What's interesting to me about this announcement is that it seems to replace
something they already had; Microsoft released OneGet several years ago and
was positioning it (I thought) the same way they are positioning this. It's in
maintenance mode now. So I would say Chocolatey is doomed only if this
actually sticks.

------
rkagerer
Software management on Windows is such a mess.

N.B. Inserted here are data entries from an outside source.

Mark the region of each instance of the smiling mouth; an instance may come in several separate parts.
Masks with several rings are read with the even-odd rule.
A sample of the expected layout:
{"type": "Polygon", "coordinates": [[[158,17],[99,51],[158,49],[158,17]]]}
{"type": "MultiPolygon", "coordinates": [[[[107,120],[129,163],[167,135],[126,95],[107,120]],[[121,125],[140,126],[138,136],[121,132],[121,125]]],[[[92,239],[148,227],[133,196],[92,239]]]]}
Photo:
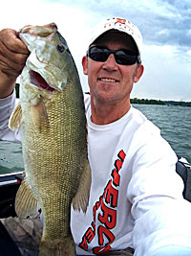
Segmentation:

After decades of opportunity for improvement, it's largely gotten worse.
Uninstall is too often a myth, and the majority of programs out there leave
bits and pieces behind. These add up over time to bloat your registry, disk,
kernel drivers, etc, degrading the performance and reliability of your
computer. Multiple conventions for where things go makes it difficult to track
down the bits. (Program Files? (x86)? AppData\\[Local|LocalLow|Roaming]?
SteamApps\common? ProgramData? System32/SysWOW64? Dozens of registry
locations?)

So many installers require unfettered, administrative access to my computer
with little indication of exactly what they intend to do (Litter my desktop
with new shortcuts? Add shell hooks? Install a rootkit?) and no opportunity
from the OS to consent your partial permission or retroactively examine the
changes. (Don't miss that popup balloon about a new driver! Have fun parsing
through all the noise in your event logs).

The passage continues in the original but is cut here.